La direction générale
Nous avons en France un héritage culturel qui a une forte influence sur notre manière de gouverner. Je vous conseille d’ailleurs une lecture éclairante sur notre culture, et donc sur nos comportements : La Logique de l’Honneur. (5)
Gardons l’idée simple que nous avons en France une culture du Chef. Donc, que le Chef a une grande influence sur le comportement des femmes et des hommes qui constituent son collectif, son organisation. Je ne vais pas y aller par quatre chemins. Vouloir développer une culture de l’autonomie dans une organisation qui respire au rythme de la respiration du chef est ambitieux. C’est d’ailleurs là-dessus que j’échange souvent avec les dirigeants. J’avoue être un peu provocateur.

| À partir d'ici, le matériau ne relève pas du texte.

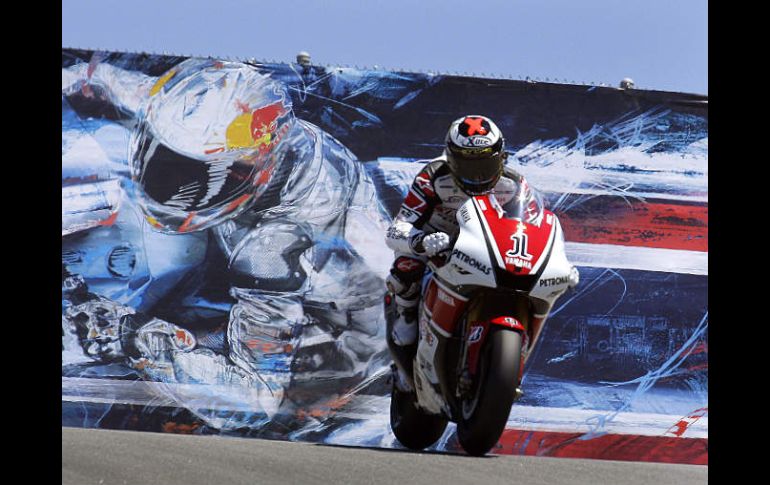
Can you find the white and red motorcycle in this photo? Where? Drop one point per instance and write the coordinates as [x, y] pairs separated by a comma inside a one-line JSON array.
[[482, 311]]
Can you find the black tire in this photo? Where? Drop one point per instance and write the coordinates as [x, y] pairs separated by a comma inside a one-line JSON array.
[[413, 428], [484, 416]]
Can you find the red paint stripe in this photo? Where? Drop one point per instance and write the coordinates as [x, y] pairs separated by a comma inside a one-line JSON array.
[[609, 220], [662, 449], [186, 224]]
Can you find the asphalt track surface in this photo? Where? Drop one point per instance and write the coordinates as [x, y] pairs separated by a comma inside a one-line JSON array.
[[104, 457]]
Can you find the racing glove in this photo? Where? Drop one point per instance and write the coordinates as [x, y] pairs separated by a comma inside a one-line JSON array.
[[433, 244]]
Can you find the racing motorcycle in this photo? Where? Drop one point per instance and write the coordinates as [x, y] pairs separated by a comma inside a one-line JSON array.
[[483, 305]]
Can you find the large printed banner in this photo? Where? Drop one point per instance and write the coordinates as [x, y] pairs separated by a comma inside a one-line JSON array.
[[223, 253]]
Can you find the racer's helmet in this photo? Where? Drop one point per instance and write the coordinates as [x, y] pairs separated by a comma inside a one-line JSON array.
[[475, 153], [208, 142]]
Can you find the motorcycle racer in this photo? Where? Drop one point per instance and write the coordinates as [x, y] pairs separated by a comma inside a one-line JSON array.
[[219, 163], [472, 164]]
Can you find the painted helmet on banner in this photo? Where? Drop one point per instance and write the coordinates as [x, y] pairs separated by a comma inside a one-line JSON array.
[[207, 143], [475, 153]]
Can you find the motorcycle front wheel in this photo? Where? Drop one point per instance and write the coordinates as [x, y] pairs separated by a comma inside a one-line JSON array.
[[413, 428], [485, 413]]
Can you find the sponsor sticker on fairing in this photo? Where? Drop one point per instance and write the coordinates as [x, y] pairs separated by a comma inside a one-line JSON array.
[[475, 333]]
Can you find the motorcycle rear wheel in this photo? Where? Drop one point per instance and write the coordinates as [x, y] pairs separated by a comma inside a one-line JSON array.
[[485, 414], [413, 428]]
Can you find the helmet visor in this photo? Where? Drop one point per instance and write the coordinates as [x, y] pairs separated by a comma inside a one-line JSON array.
[[181, 182]]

Je leur pose une simple question : « êtes-vous prêts à travailler autour de la culture du Chef pour développer l’autonomie au sein de votre organisation » ? Certains disent oui. D’autres disent non. C’est un choix. Certains sont tout à fait satisfaits des résultats d’une organisation « à l’ancienne ». Par contre, si on fait le choix de ne pas bouger sa culture, il est conseillé d’arrêter de vouloir développer l’autonomie. D’arrêter également d’essayer de recruter et garder des talents appétents à l’autonomie. Non. Ça va être couteux, et souvent douloureux.
Il faut rester sur le recrutement de profils « suiveurs ». Même si sur le moyen et long terme, il ne faudra pas s’étonner d’un ralentissement des capacités d’innovation.
En voiture Michel !
L’autonomie ne se décrète pas, c’est un vrai programme de transformation. Un vaste programme de transformation qui demandera la participation de l’ensemble des parties prenantes. Son développement demande une vraie prise en compte de l’organisation du travail, un regard affûté autour des tâches, des flux, des relations, du rapport au pouvoir, de la formation, etc. L’autonomie ne peut pas être qu’un mot inscrit sur le plan stratégique, elle doit être mise en œuvre. Mise en œuvre en acceptant, ou non, ses traits culturels.
Il ne faut jamais oublier que les organisations sont des systèmes. Aussi, il sera difficile de toucher une chose sans secouer l’autre(6). C’est un sujet passionnant, car c’est l’opportunité de se réinterroger sur l’ensemble des processus et du fonctionnement collectif. Nassim Nicholas Taleb propose 3 modèles intéressants : le fragile, le robuste et l’antifragile. Le fragile se brise face à l’incertitude. Le robuste résiste au prix de beaucoup d’énergie, mais reste figé. L’antifragile évolue face au chaos, il s’adapte et devient meilleur. Développer l’autonomie dans les organisations est clairement une voie vers l’antifragilité.
1 Nassim Nicholas Taleb
2 Dossier : Pôle Productique Rhône Alpes (27), 2000
3 Merci Arnaud Tonnelé pour cette belle expression que je me permets de réutiliser.
4 ULRICH, D., 1996, “Human Resources Champions: The next agenda for adding value and delivering results”, Boston, Harvard Business School Press, 281 p.
5 D'iribarne P.,1989, "La logique de l'honneur"
6 Les adeptes des pommes comprendront.